Here are the new topics since the second exam:

• Pipelined Implementation (Chapter 6)
  • Overview (Section 6.1, includes especially discussion of hazards).
  • Pipelined datapath (Section 6.2, ignores hazards). Note the several ways of graphically representing pipelines on pages 461-465, especially the series of diagrams in Figures 6.22-6.24.
  • Pipelined control (Section 6.3, Ignores hazards). The control signals from the Control unit are the same as for the single-cycle implementation, but the pipelined implementation makes use of extra latched register storage between pipeline stages to pass along control information. (See Figures 6.29 and 6.30. See also the good series of diagrams in Figures 6.31-6.35.)

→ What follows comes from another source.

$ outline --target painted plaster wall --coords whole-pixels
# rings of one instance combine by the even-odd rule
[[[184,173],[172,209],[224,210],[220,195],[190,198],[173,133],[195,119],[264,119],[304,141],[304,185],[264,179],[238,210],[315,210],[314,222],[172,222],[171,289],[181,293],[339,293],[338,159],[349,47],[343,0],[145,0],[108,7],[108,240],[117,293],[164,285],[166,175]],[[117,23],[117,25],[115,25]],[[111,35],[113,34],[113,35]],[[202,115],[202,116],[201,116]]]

  • Data hazards and forwarding (Section 6.4). You should understand how forwarding work, with the Forwarding Unit and extra control and data lines. This applies to dependencies between register result of one instruction and the use of that new register value in subsequent instructions. (See especially Figure 6.38 and the series of diagrams in Figures 6.41-6.42. We did not cover Figure 6.43 or page 488.)

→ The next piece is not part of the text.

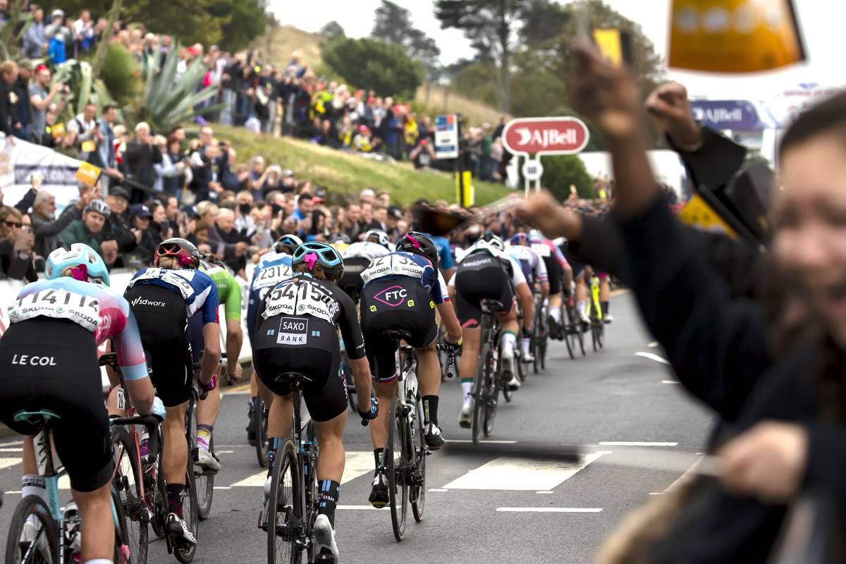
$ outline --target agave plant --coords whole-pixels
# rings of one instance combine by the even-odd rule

  • Data hazards and stalls (Section 6.5). In case of a dependency involving a lw instruction, the machine must stall for one instruction. Use of the Hazard Detection Unit. Note how the stall is inserted by de-asserting write lines to the PC and the IF/ID registers, and by inserting all zeros on control lines. (These zeros propagate along from cycle to cycle, as the "bubble" of a stalled instruction moves along the pipeling.) See diagrams in Figures 6.47-6.49. Note that the final forwarding is done by the Forwarding Unit as before.
  • Branch hazard (Section 6.6). In case of a branch, if the branch is taken (in one simple implementation), must stall and wipe out the start of the next instruction. (Also need to move branch handling into step 2 of pipeline.) See Figures 6.51 and 6.52. Skip Section 6.6 from pape 501 on.

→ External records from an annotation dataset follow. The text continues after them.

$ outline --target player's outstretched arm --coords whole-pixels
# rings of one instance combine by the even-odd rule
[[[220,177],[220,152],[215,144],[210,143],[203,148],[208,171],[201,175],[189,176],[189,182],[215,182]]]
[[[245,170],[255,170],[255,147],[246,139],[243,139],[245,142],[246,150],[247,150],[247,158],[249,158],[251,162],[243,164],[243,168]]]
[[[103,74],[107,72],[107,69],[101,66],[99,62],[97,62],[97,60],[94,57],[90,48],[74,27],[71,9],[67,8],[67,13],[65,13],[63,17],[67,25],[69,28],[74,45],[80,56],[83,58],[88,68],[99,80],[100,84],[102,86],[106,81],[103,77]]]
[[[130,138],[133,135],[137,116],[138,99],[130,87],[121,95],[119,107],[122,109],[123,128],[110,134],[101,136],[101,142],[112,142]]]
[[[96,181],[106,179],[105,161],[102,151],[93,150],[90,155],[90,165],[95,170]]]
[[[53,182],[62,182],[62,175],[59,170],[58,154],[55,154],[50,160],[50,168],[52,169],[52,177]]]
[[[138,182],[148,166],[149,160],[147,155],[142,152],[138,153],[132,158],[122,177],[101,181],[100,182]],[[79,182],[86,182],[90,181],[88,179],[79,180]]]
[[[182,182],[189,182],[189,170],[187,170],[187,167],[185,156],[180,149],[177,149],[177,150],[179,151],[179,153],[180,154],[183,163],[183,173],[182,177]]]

• Floating point numbers: Especially the bit representation for a double, as described on pages 275-280, and worked on in lab 13. (Given the bit representation, what is the number?)
• Coding theory in computer storage and communications:
  • Source coding, using data compression.
  • Channel coding, using error detection/correction. This is the area we went into in more detail, including a brief discussion of the Hamming code to do single-error correction and double-error detection.
  • Secrecy coding, using cryptography.

Likely final exam questions:

• No questions about the use of CMOS transistors to create gates.
• Probably several questions about MIPS assembly and machine language. I might ask for the code for a simple loop (use of beq or bne), or for a simple call to a function (jal) and the code for the function (jr $ra to return). I might ask you to unravel machine code.
• At least one question on either the single-cycle or multi-cycle implementation. This might even ask you to do something creative, such a implementing a new instruction.
• Some emphasis on the pipelining chapter, the first six sections.
  • I might ask about the pipelined datapath or pipelined control (lots of figures in sections 6.2, 6.3).
  • I plan to give you a diagram with a forwarding unit, for you to explain how the forwarding unit works in simple cases not involving a stall (section 6.4, figures 6.41, 6.42).
  • I might ask about the hazard detection unit and stall used to handle the lw instruction (section 6.5, figures 6.47, 6.48, 6.49).
  • I might ask about handling the beq instruction by moving everything into step 2, and by putting in a 1-cycle stall bubble (for successful branch) (section 6.6, figures 6.51, 6.52).
• At least one question about the format of floating point numbers.
• Perhaps one question about coding theory.